Educated at Twickenham County Grammar School, Chris completed her PhD at Nottingham University in 1975. Much of her career was spent at Nottingham Trent University, formerly Trent Polytechnic. Chris became Associate Dean (Research and Postgraduate Studies) in the university’s College of Business, Law and Social Sciences. A great institution builder and inspirational leader, she brought together a team of distinguished research professors including Nicholas Tilley, Irene Hardill, Peter Dwyer and Perri 6. She was also a mentor and teacher, and many of her students remember her patience, encouragement and sense of humour with great affection.
In exemplary service to her profession, Chris played leading roles in the Academy of Social Sciences where she was elected a fellow in 2003, chaired the Joint University Council (which made her a lifetime honorary fellow) and its Public Administration Committee for many years, served on the 2008 Research Assessment Exercise politics panel, sat on many Economic and Social Research Council committees and on the Steering Group for the International Benchmarking Exercise for Politics research. She gave evidence to several parliamentary select committees and advised many government departments. These included giving evidence to the Select Committee on Public Administration: Examination of Witness on 17th May 2000, following submission of Memorandum (subject: electronic democracy and public participation). In 2006-2008 she advised the Department of Communities and Local Government and cabinet committee MISC 31 on data sharing and privacy. In 2006, she presented the findings of the ESRC-funded research on data sharing and privacy in multi-agency working, to the Parliamentary IT Committee and (by invitation) in March 2003 advised the Commission of the European Communities Study of Back Office Integration in support of E-Government on identifying best practice.
Against both the fashionable utopianism that computing would enable the “reinvention” of government, and against pessimism that technology would necessarily introduce the panopticon dystopia, Chris used her long historical perspective on information handling in British government to show technology does not make the state. Rather, enduring institutionalised practices of public services and parliamentary accountability shape the uses of technology. Her detailed archival research demonstrated that the British state had neither capabilities nor intentions for either drastic integration or comprehensive surveillance. Her ESRC-funded work in the 2000s on how public services strike different settlements between rival imperatives for joint working and client confidentiality stands preeminent in its field. Often ferociously critical of fashionable nostrums in political science and practical public administration, Chris argued for taking both institutions and empirical nuance seriously. Her deep commitments to combining craft of research with rigorous design and to teaching led to her widely used textbook, “Principles of methodology”. She worked until her death on her administrative history of identity management in British government from the nineteenth century to the present.
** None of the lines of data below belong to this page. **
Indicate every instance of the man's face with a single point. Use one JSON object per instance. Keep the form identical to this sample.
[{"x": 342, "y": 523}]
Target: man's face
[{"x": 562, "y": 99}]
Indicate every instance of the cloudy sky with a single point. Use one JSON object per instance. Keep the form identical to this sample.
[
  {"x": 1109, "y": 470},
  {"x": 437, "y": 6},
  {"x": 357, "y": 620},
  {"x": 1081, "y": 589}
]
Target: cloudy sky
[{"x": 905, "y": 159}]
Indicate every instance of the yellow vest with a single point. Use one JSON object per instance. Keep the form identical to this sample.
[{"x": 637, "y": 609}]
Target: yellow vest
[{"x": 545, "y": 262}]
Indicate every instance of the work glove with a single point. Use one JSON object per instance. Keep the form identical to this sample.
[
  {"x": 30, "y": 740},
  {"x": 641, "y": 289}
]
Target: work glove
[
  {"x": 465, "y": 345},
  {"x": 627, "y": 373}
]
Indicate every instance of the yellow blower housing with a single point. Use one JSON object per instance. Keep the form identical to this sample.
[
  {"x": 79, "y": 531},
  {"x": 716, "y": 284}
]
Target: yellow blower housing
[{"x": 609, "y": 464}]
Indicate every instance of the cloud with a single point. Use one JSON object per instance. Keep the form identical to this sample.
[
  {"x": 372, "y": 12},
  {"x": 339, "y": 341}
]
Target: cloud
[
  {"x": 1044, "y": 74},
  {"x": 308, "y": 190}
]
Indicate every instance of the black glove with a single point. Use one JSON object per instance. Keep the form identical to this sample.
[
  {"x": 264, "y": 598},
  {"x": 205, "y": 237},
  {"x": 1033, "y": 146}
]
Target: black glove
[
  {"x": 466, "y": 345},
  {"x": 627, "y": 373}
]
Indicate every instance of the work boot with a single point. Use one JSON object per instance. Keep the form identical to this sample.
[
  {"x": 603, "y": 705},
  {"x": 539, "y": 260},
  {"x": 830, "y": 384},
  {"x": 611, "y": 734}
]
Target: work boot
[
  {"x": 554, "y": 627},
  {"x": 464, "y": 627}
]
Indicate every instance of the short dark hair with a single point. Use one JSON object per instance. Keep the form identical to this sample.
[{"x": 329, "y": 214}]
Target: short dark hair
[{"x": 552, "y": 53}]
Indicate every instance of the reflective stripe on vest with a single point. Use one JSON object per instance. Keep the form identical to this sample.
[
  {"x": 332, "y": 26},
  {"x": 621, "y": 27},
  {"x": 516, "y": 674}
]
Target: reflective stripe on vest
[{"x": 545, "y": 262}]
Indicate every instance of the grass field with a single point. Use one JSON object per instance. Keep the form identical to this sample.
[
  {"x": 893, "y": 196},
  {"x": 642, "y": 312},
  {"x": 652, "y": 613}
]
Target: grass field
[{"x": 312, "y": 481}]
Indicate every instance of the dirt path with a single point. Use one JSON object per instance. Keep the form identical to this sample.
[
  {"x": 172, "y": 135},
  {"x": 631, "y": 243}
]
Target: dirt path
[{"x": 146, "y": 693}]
As well as being a noted academic, Chris was also a loyal friend, wife, mother, stepmother and grandmother. She had a wonderful sense of humour and a very down to earth manner, and strong sense of family. She took great pleasure in hosting family parties and having extended family around her - grandchildren enjoyed coming to stay (and falling in the pond!). Her garden was one of her particular prides, and she was also a great source of plants for other members of her family.
She enjoyed many forms of music, both listening and playing, and supported the Music for Everyone movement in Nottingham, singing alto in the Nottingham Festival Chorus, and in the West Bridgeford Daytime Voices. An accomplished recorder player she played tenor recorder in the Leicester Recorder Players.
With her husband David she spent many times on their yacht, either in heavy winds going between the East coast and Cowes, or enjoying summer evenings moored up listening to music with a glass of wine and reading. She was an avid reader of all types of literature from biography to novels, and her Kindle was seldom far from her.
She is survived by David, daughter Alice and grandchildren, Emily and Thomas, step daughter Sam and stepson Phillip.